Toutefois, comme le montrent les différentes opérations, des liens se tissent de plus en plus entre les armées. C’est pour prendre en compte cette évolution que le conseil supérieur de la réserve militaire conduit, en liaison avec l’état-major des armées, une expérimentation baptisée Carrefour des réserves dans douze départements.

J’approuverais volontiers les deux amendements, mais l’organisation des armées relève de la gestion et non de la loi. Je suis donc obligée de dire au législateur que cela ressortit au domaine réglementaire et je ne peux qu’être défavorable, sur la forme, à ces deux amendements, bien que j’en approuve le fond, d’autant plus qu’ils correspondent à ce qui se fait déjà !
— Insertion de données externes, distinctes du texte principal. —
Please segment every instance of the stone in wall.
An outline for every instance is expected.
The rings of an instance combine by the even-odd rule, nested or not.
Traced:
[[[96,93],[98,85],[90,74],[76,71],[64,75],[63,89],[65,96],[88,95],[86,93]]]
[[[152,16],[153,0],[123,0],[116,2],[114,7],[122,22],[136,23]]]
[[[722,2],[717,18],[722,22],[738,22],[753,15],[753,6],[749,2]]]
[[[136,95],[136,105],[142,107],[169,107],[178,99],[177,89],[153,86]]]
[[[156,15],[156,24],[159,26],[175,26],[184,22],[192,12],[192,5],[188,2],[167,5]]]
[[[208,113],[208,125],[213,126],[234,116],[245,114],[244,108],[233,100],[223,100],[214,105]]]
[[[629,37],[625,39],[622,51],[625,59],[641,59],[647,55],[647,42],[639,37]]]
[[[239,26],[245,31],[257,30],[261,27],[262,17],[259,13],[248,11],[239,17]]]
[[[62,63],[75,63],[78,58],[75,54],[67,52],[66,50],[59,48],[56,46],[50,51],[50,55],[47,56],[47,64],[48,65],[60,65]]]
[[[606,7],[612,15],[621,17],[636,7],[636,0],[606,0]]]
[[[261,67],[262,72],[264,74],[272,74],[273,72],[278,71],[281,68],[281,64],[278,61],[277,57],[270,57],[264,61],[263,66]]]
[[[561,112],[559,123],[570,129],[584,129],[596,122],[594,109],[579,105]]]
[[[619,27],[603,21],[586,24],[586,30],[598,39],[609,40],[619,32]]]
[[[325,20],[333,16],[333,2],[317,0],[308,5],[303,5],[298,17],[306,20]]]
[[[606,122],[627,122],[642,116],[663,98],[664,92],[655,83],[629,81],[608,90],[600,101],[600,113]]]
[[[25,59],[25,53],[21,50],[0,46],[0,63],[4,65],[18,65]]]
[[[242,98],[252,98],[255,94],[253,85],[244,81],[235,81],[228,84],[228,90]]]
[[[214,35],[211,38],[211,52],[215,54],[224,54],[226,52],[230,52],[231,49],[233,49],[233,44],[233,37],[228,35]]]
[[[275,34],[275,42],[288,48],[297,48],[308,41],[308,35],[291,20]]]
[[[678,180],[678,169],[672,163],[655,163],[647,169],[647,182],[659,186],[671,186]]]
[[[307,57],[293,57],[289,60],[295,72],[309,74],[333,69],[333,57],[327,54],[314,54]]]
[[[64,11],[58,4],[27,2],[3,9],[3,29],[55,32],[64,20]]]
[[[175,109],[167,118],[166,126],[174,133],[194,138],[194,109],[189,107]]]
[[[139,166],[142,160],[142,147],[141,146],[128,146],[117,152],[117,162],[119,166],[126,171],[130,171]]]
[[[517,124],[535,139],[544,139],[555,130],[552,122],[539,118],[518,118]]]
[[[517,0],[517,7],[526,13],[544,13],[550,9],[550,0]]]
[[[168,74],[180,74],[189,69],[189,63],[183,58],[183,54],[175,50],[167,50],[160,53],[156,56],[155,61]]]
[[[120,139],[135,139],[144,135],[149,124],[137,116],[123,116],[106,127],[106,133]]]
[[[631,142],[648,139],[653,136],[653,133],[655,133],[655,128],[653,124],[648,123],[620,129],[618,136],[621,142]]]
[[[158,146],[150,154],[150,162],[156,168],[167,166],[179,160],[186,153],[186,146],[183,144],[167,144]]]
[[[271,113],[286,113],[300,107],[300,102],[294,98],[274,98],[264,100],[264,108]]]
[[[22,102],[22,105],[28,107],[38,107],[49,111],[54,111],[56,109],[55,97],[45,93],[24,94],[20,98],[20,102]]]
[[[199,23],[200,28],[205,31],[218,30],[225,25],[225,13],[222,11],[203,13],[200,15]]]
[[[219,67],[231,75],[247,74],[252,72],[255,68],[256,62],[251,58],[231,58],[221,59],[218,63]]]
Il n’est pour l’heure question de remettre en cause, je le répète, ni l’autonomie ni l’interarmisation.

M. le président. La parole est à M. Jean-Claude Viollet.

M. Jean-Claude Viollet. Une synthèse est possible. (Sourires.)

Nous sommes disposés à retirer l’amendement n° 34 si l’amendement n° 22, qui suggère un certain immobilisme, l’est aussi. Les deux options s’annulent réciproquement et, comme vient de le déclarer Mme la ministre, le conseil supérieur de la réserve militaire prépare l’avenir.

M. Charles Cova. Cela ne résout rien !

M. le président. La parole est à M. le rapporteur.

M. Jean-Louis Léonard, rapporteur. Ces deux amendements sont bien différents.

On peut en effet considérer a priori que l’amendement de la commission est de nature réglementaire, mais n’oublions pas que le mot « organisation » figure dans le titre même du texte. On ne peut donc pas nous objecter, madame la ministre, que cette question relève du domaine réglementaire.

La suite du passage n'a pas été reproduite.